In order to diversify its operations beyond the smelting of non-ferrous metals, Korea Zinc Co., the largest lead and zinc smelter in the world, proposes to invest 9.74 trillion won ($7.5 billion) in renewable energy, green hydrogen, and battery materials by 2030.
The company will invest 8.57 trillion won in hydrogen and renewable energy projects. These projects will be led by the company’s two Australian affiliates, Ark Energy and Epuron, which it acquired last year. Ark Energy is a sister company of Korea Zinc’s Australian zinc producer Sun Metals.
In September of last year, Korea Zinc agreed to export hydrogen through the Port of Townsville in Queensland.
According to the deal, the renewable energy company Ark Energy would create liquid hydrogen and use the port to export locally produced green hydrogen to Korea.
The purest kind of hydrogen is green hydrogen, which creates hydrogen from water using renewable energy.
By 2030, Korea Zinc stated it hopes to produce 500,000 tons of green hydrogen annually and join Australia’s Big 5 hydrogen industries.

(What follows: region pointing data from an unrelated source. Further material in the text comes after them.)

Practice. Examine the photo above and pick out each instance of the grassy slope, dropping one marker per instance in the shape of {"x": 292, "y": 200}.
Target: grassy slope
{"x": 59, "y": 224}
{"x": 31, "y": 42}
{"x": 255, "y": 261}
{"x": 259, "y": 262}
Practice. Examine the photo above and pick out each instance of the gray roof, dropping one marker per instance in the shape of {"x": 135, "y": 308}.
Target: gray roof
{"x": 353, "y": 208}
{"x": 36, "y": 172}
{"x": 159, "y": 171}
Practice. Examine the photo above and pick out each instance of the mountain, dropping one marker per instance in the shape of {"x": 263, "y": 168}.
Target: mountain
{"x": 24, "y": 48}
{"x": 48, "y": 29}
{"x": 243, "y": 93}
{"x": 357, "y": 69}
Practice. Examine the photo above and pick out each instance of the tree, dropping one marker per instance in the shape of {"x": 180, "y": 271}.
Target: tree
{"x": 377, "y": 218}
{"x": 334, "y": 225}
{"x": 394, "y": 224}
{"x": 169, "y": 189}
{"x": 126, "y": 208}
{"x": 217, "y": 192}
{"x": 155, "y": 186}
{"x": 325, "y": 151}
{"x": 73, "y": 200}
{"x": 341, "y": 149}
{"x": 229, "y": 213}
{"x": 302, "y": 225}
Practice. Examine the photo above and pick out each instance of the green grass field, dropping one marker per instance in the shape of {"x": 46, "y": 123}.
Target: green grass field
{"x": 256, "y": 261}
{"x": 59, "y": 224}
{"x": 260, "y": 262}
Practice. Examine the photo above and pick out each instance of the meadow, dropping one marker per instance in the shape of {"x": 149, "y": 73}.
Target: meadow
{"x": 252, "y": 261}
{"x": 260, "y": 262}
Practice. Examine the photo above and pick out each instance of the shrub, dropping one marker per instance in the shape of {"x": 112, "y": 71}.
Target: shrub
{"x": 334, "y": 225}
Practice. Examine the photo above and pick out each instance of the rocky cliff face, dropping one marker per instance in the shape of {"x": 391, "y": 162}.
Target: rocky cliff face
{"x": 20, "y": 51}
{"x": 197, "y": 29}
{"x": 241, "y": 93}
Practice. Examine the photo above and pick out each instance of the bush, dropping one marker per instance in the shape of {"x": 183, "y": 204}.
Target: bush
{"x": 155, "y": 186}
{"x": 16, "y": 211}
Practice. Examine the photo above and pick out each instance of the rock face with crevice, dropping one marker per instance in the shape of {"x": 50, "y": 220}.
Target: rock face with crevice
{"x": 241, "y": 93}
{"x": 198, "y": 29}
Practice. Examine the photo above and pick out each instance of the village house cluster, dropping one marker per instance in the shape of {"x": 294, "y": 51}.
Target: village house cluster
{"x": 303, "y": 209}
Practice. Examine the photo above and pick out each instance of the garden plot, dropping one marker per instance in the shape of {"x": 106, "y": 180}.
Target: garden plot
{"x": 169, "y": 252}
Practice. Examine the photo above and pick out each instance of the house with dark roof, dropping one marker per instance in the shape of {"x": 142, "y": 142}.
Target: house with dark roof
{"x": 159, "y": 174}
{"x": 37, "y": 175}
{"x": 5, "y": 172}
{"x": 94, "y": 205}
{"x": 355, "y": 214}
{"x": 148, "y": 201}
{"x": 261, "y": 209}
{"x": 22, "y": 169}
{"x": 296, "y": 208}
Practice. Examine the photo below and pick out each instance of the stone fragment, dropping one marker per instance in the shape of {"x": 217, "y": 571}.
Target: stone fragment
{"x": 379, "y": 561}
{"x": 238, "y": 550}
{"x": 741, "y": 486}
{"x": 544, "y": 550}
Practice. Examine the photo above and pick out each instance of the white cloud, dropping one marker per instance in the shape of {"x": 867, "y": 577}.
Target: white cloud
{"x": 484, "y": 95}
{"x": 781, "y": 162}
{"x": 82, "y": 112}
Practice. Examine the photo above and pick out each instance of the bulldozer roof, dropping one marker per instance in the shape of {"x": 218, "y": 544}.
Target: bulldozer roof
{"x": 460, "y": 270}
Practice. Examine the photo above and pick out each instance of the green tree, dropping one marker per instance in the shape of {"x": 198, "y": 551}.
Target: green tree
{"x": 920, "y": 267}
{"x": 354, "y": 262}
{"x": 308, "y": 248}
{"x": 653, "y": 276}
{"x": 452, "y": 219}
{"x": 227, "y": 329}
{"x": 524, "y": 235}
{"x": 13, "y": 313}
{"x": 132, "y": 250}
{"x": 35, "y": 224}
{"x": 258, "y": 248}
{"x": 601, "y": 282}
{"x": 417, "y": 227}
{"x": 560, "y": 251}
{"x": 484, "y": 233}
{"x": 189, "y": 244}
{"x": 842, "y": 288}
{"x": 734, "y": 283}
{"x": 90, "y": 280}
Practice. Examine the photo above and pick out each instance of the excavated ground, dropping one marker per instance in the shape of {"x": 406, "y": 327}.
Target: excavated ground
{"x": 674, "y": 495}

Sun Metals will get some of the green hydrogen produced in Australis. A representative from Korea Zinc stated, “We will make eco-friendly zinc using a process that produces no carbon.”
The business also intends to spend 736.5 billion won on KZAM Corp., a subsidiary that manufactures copper foil, to boost that company’s manufacturing capacity from 13,000 tons to 60,000 tons by 2027.
Materials used as anodes in rechargeable batteries are covered with copper foil.
For $332 million in July of this year, Korea Zinc purchased a 73.21 percent ownership in Igneo Holdings LLC, a US-based recycler of electronic trash.
During the smelting process, Igneo gathers electronic trash and recovers copper, gold, silver, and palladium.
Korea Zinc anticipates that Igneo’s e-waste supply chain will provide a consistent supply of copper foil materials and facilitate its entrance into the market for recycling rechargeable batteries.
Choi Yun-Birm, vice chairman and co-CEO of Korea Zinc and a third-generation member of the company’s founding family, has aggressively sought fresh development opportunities ever since he assumed control of Korea Zinc in 2019.
He declared that the firm will expand beyond the processing of non-ferrous metals to include renewable energy, green hydrogen, trash recycling, and materials for rechargeable batteries.